苏醒的维吉尔
通道处传来了脚步声,众人望去,只见一个小孩子牵着工作人员的手走了过来。这个小孩有着金黄卷曲的头发,肉嘟嘟的脸庞,深蓝色的大眼睛,可能是由于长时间见不到阳光,脸色有些苍白,紧张的他一手牵着工作人员的手,一手还抱着一个玩具变形金刚。
大大的眼睛不断的在众人间看来看去,似乎在找什么,眼神闪烁不定,有害怕,有陌生,有不解,有怯懦,身子不住的想往牵着他手的工作人员身后躲,小小的身躯在空旷宽广的大厅里显得是那么孤独无助。他或许不明白,为什么自己又睡了一觉后来等自己起床的人就又不一样了。
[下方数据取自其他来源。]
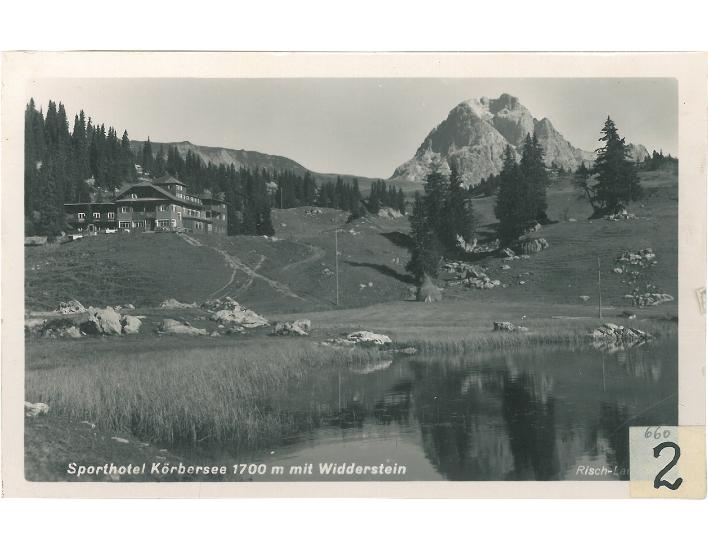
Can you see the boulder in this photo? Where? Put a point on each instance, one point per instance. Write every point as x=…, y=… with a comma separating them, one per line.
x=617, y=335
x=532, y=246
x=300, y=327
x=130, y=324
x=388, y=212
x=60, y=328
x=35, y=409
x=170, y=326
x=35, y=241
x=171, y=303
x=428, y=292
x=102, y=321
x=34, y=326
x=72, y=306
x=367, y=337
x=240, y=316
当他的眼睛落在武田身上时终于闪过一丝高兴:“武田君,是你吗?”
武田快速走过去,将他抱起来露出了孩子般的笑容:“是我啊,维吉尔,我们终于又见面了。”
“妈妈呢,她怎么没来?”
林裳和玛丽的眼泪终于忍不住喷涌而出,她俩捂住嘴尽量不让自己哭出声,众人眼中也是含着泪水。维吉尔那还略显羞涩的尖锐童音说出的这句话像一把尖刀一样扎在每个人的心上。一个孤儿寻找自己的妈妈,一个最简单的问题却是这个世界上最难回答的问题。
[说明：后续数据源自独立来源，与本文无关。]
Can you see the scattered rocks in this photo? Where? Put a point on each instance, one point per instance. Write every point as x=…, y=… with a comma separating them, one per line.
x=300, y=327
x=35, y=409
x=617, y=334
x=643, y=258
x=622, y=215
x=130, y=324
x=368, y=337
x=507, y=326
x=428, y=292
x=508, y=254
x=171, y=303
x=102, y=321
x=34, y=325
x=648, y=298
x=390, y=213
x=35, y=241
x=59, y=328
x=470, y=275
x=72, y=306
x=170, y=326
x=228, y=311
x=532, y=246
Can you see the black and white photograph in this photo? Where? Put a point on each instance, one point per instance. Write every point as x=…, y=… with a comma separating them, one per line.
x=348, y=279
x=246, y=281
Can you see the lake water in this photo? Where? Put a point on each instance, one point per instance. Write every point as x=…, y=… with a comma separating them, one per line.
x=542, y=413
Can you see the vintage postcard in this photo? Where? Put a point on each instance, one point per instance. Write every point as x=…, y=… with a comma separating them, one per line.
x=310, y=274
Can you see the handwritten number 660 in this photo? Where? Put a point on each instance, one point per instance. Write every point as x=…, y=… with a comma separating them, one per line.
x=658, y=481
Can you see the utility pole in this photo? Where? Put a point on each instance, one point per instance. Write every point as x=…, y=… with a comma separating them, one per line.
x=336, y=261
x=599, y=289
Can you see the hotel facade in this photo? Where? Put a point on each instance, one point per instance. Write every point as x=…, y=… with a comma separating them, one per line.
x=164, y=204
“……妈妈她……去了很远的地方……这次不能来了。”武田虽然早有准备但还是很勉强的说出口,他想了很久却用的还是最常见的骗小孩的话。
维吉尔听后似乎明白了什么,便不再说话……
天气再阴沉也挡不住孩子们的欢乐,维吉尔和一群小孩子正在草坪上快乐的玩耍。这里曾经是穆勒家庭居住的庄园,维吉尔生活过的地方,在老穆勒先生去世后,穆勒夫人逐渐将家族产业或变卖,或捐增,最终全部变成了资金形式存入了家族基金会,这个庄园在穆勒夫人去世后成为里昂最大的公益幼儿园。
维吉尔在渡过了最初的不适应后慢慢恢复了开朗,他们带维吉尔来到这个以前的家。维吉尔也再也没有问过妈妈去哪里了,没有问自己是否还需要睡去,甚至主动和他们说笑,表现出一种少有的成熟。
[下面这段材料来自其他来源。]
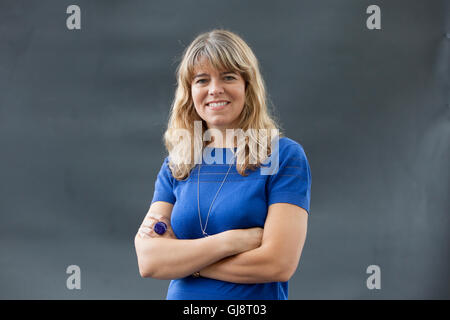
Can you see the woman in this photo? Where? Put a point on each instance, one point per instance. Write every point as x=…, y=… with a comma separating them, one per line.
x=229, y=229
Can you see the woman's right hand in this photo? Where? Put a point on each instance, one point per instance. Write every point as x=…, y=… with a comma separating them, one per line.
x=246, y=239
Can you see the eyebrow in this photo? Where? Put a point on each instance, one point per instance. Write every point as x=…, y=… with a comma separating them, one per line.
x=205, y=74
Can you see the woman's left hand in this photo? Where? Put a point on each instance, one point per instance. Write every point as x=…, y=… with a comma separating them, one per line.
x=146, y=229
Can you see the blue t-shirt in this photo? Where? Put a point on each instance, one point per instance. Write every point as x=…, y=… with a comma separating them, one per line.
x=241, y=203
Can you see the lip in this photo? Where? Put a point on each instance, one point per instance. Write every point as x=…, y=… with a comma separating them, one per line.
x=217, y=108
x=217, y=101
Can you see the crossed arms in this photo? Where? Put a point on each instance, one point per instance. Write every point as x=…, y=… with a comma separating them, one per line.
x=225, y=256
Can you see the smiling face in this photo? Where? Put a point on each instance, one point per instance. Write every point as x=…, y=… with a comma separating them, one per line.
x=218, y=95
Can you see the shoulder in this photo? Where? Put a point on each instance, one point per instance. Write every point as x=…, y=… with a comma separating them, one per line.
x=289, y=148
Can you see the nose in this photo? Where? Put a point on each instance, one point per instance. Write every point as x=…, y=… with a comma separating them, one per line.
x=215, y=88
现在只有林裳、玛丽和葛在这里负责保护维吉尔,毕竟女人和老人是这个世界上最喜欢孩子的两类人。威尔?卡里埃在按照规定确认维吉尔安全苏醒并留下充足的资金后也离开了。叶砚海和李则陪着武田去了里昂南边郊区的索恩河岸边——有人在那里发现了青木一郎的尸体。
叶砚海、李、武田雄三人赶到时当地警察已经将现场封锁,并开始了调查工作。经武田确认,遗体的确是青木一郎。
青木的遗体已经泡的有些浮肿,眼睛爆睁,脸部扭曲,显是非常痛苦,身上穿的还是当晚的白大褂,那把短刀深深的插在青木的腹中。青木的腹部有一条很长的一字伤口,从左至右,刀还插在右侧腹部。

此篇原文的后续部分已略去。